Indian lunar mission Chandrayaan-3 successfuly enters orbit

Indian lunar mission Chandrayaan-3 successfuly enters orbit
Credit: Belga

An unmanned rocket launched by India entered the orbit of the Moon on Saturday, the Indian Space Research Organisation (ISRO) has confirmed.

“Chandrayaan-3 has entered the orbit of the Moon,” ISRO wrote on Facebook, more than three weeks after its launch.

If the rest of the current mission goes according to plan, the rocket is expected to land near the Moon’s little-explored south pole between August 23 and 24.

The world’s most populous country, with more than 1.4 billion people, would then join the small club of countries that has successfully completed a controlled lunar landing, which currently includes only Russia, the United States and China.

Developed by ISRO, Chandrayaan-3 comprises a landing module named Vikram, which means “valour” in Sanskrit, and a rover, a mobile robot, named Pragyan, which means “wisdom” in Sanskrit and which will explore the Moon’s surface.

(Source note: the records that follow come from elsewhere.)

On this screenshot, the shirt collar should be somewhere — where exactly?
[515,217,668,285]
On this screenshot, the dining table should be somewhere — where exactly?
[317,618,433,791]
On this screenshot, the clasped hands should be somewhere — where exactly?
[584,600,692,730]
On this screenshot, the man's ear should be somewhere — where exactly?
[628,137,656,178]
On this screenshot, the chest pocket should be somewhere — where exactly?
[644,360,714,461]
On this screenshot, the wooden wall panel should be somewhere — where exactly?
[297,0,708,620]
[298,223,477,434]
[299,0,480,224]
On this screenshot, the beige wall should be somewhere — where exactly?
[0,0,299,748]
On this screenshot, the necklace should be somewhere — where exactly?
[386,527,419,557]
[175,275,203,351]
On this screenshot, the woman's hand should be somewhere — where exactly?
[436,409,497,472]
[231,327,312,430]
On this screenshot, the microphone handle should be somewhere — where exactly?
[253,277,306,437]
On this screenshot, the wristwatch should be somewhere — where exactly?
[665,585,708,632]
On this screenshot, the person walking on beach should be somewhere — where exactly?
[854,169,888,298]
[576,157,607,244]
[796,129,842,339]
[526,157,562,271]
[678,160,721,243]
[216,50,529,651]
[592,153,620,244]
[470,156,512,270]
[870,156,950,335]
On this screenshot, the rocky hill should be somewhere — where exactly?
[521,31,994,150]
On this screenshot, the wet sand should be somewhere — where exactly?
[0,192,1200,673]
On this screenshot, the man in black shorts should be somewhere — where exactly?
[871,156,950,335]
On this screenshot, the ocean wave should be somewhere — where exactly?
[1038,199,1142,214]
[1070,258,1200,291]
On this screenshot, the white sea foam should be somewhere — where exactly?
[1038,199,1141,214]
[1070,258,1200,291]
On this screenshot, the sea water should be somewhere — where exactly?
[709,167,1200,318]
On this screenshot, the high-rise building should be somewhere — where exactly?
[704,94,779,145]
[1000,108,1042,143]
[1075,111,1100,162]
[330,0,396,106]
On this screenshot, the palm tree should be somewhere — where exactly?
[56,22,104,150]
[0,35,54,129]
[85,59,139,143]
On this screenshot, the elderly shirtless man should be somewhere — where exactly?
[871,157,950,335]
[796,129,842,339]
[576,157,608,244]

Chandrayaan-3 took much longer to reach the Moon than the manned Apollo missions of the 1960s and 1970s, which arrived in a matter of days.

The Indian rocket is much less powerful than the Saturn V, the rocket of the American Apollo lunar programme. It completed five or six elliptical orbits around the Earth to gain speed, before being sent on a month-long lunar trajectory.

Since the launch of a probe into orbit around the moon in 2008, India’s space programme has developed considerably.

In 2014, India became the first Asian country to put a satellite into orbit around Mars and three years later launched 104 satellites in a single mission.

By next year, India is expected to launch a three-day manned mission into orbit around the Earth.

India is striving to increase its share of the global commercial space market from its current 2% hold.